“Drugs” in Ginsberg’s “Howl”
Uncategorized No Comments »One of the motifs used in “Howl” is drugs, which Ginsberg seems to use as an emphasis the theme of pleasure.
This motif is mentioned throughout the poem. In the beginning it is mentioned several times: “who poverty and tatters and hollow-eyed and high sat up smoking in the supernatural darkness of cold-water flats…”; “who got busted in their public beards returning through Laredo with a belt of marijuana for New York, who ate fire in paint hotels or drank turpentine in Paradise Alley..”; “with dreams, with drugs, with waking nightmares, alcohol and cock and endless balls”; “Peyote solidities…wine drunkenness”; “who lit cigarettes in boxcars boxcars boxcars racketing through snow towards lonesome farms in grandfather night”; “who burned cigarette holes in their arms protesting the narcotic tobacco haze of Capitalism,”; “who bit detectives in the neck and shrieked with delight in policecars for committing no crime but their own wild cooking pederasty intoxication,”; and “who copulated ecstatic and insatiate with a bottle of beer a sweetheart a package of cigarettes a candle and fell off the bed, and continued along the floor down the hall and ended fainting on the wall with a vision of ultimate cunt and come eluding the last gyzym of consciousness.”
It seems that these people use drugs for 1. An escape mentally. For example, in the first instance it is mentioned, these people may be smoking to rid themselves (mentally) of their poverty-stricken condition. Even later, it seems that when they smoked, they did it to rid the lonesome feel of the night (5th time mentioned). It may be used to enlighten the mind, to become hallucinated as an escape from a bad life. The drug-users can connect with both their own conscious and the outside world on a different, higher level– in a way that seems surreal. It may also be used as an intoxication in order to feel pleasure, such as when they are described as biting detectives on the neck. Being wild and committing crimes may be a source of pleasure in order to go against societal norms. Lastly, such as in the final instance mentioned, I think it may be a way to achieve another form of consciousness, that again may go along with pleasure, in both body and mind.
2. An escape physically. For example, drugs seem to be associated with hurting the body and suicide, such as in the second instance mentioned. Fire and turpentine are not drugs, but they can be used in a way that is similar to drugs, for these elements are not natural for the body to consume and I suppose can be addicting if used in such a manner. These things can kill someone if used in the wrong way, and I think that these people are purposely using them as a means of pleasure, again to escape, but this time physically. Even though it is painful, it is a means of pleasure, for they are riding themselves of mental pain by committing suicide.

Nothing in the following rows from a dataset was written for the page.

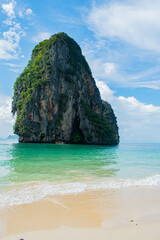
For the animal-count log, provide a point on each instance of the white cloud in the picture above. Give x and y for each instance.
(8, 8)
(6, 119)
(138, 122)
(41, 36)
(10, 40)
(110, 65)
(29, 11)
(136, 22)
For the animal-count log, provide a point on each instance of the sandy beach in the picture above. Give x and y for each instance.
(132, 213)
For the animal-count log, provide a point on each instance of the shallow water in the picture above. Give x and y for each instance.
(29, 172)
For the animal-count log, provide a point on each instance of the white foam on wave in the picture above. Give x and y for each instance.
(39, 190)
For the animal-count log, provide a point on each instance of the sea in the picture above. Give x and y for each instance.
(30, 172)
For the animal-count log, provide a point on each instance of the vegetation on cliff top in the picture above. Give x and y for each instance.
(37, 73)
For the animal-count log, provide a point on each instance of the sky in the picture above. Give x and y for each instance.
(120, 40)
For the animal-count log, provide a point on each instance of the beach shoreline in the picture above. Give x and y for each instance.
(131, 213)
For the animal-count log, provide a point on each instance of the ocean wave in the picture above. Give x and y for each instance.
(39, 190)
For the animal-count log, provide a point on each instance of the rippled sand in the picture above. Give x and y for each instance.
(132, 213)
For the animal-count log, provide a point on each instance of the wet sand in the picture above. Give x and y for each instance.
(132, 213)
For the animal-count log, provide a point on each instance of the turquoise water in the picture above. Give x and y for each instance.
(38, 170)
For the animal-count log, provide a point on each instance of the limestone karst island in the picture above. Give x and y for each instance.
(56, 98)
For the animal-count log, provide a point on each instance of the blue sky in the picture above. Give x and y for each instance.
(120, 40)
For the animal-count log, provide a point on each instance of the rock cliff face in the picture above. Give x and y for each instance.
(56, 98)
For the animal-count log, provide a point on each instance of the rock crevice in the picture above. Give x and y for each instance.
(56, 98)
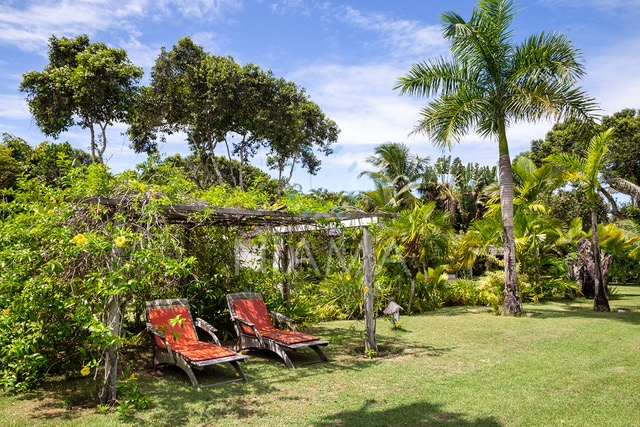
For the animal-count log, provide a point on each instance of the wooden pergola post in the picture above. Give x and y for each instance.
(367, 287)
(113, 321)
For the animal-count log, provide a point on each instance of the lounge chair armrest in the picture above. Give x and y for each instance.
(284, 319)
(162, 336)
(252, 326)
(205, 326)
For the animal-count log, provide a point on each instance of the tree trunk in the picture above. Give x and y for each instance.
(412, 291)
(93, 143)
(511, 305)
(367, 286)
(107, 395)
(600, 301)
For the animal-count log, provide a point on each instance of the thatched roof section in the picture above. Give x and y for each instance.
(202, 214)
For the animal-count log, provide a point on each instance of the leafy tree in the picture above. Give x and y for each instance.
(85, 84)
(570, 136)
(587, 171)
(490, 83)
(624, 161)
(216, 102)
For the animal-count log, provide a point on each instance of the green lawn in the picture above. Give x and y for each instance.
(459, 366)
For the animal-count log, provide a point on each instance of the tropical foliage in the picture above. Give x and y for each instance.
(489, 83)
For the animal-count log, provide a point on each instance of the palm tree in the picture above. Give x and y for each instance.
(587, 171)
(397, 168)
(421, 235)
(489, 83)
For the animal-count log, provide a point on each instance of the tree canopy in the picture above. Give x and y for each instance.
(491, 82)
(215, 101)
(85, 84)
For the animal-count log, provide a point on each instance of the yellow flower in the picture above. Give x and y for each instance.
(79, 239)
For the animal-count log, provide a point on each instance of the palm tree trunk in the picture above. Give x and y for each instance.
(511, 305)
(600, 301)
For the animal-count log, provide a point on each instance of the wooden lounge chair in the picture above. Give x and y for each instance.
(253, 326)
(178, 344)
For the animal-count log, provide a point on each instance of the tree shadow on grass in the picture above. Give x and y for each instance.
(373, 414)
(570, 308)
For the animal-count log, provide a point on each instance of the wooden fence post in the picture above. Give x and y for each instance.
(367, 287)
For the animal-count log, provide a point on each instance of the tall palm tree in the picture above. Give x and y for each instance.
(587, 171)
(491, 82)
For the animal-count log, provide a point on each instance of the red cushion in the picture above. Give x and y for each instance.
(197, 351)
(159, 317)
(288, 337)
(254, 311)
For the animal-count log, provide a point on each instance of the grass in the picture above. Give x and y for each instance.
(460, 366)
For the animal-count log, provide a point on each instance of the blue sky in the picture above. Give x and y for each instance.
(347, 54)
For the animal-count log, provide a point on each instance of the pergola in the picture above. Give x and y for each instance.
(200, 214)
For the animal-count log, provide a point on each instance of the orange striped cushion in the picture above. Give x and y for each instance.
(288, 337)
(197, 351)
(255, 312)
(160, 317)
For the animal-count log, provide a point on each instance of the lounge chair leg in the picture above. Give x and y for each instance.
(185, 367)
(317, 349)
(239, 370)
(280, 352)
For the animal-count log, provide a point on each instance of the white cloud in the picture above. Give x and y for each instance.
(13, 107)
(613, 76)
(403, 38)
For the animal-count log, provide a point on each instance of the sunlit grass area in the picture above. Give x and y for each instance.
(460, 366)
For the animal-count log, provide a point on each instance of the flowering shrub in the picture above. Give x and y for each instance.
(63, 255)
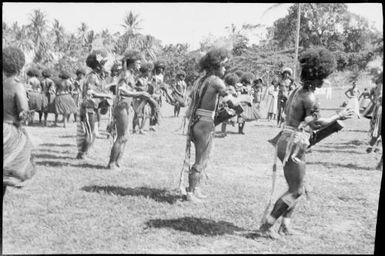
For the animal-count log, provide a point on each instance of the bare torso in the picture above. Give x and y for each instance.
(14, 99)
(301, 103)
(215, 87)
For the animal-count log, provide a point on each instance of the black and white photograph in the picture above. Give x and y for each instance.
(192, 128)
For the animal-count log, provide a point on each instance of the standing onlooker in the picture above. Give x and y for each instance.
(353, 93)
(18, 165)
(272, 99)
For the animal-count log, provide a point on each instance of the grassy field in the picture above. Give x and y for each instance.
(75, 206)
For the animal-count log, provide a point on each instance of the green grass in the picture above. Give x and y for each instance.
(74, 206)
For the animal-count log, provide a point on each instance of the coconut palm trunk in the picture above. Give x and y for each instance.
(297, 40)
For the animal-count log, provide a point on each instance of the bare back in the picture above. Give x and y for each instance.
(301, 103)
(215, 87)
(14, 99)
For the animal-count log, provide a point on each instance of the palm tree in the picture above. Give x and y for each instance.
(82, 32)
(21, 39)
(58, 31)
(297, 33)
(131, 23)
(131, 26)
(297, 40)
(149, 45)
(37, 29)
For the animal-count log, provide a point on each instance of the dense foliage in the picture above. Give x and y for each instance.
(352, 40)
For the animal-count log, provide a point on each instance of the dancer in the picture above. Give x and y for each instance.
(125, 92)
(92, 95)
(63, 102)
(201, 128)
(35, 99)
(286, 85)
(48, 90)
(246, 81)
(272, 99)
(352, 94)
(77, 88)
(179, 92)
(317, 64)
(18, 164)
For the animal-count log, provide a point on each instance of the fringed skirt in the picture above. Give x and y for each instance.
(138, 106)
(178, 100)
(251, 113)
(18, 164)
(64, 104)
(36, 101)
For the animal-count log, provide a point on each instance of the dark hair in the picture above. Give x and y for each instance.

We can tell this is a means of pleasure, because Ginsberg says they drank turpentine and ate fire in “Paradise Alley.” Moreover, the literal object, the cigarette, is used against their bodies, burning holes in their arms. While this is painful, it is also a means of protest.
However, later on in the poem, the meaning of drugs seems to change. It is again mentioned in the line “who were given instead the concrete void of insulin Metrazol electricity hydrotherapy psychotherapy occupational therapy pingpong & amnesia.” Here, it seems that drugs are now being used against these people described in the poem, as a means to tame them and provide a form of therapy. Instead of these people choosing to escape, society is escaping from them by giving them the drugs.
Lastly, although drugs are not literally mentioned, it seems that Ginsberg alludes to them in the line “Visions! omens! hallucinations! miracles! ecstasies! gone down the American river!” because hallucinations and ecstasies are some of the affects drugs produce. Here it seems that America has gotten rid of their escapes, implying that America’s notions of freedoms and dreams are false and only hurts people instead of pleasuring them.
It is hard to pinpoint exactly what Ginsberg is trying to say by repeating this motif. By looking at the meanings I have described, I felt that drugs were first used as an escape from a terrible life, both mentally– to get to another state of consciousness and receive pleasure by escaping mentally– and physically– to be pleasured in a painful way by using the drugs to take their lives away. Then I felt that these drugs were being used against those who took them, in a way that “tames” them and tries to make them acceptable for society. Lastly, I felt that Ginsberg was showing that society has ultimately taken the pleasures of escape away from these people, eliminating the drugs and their affects.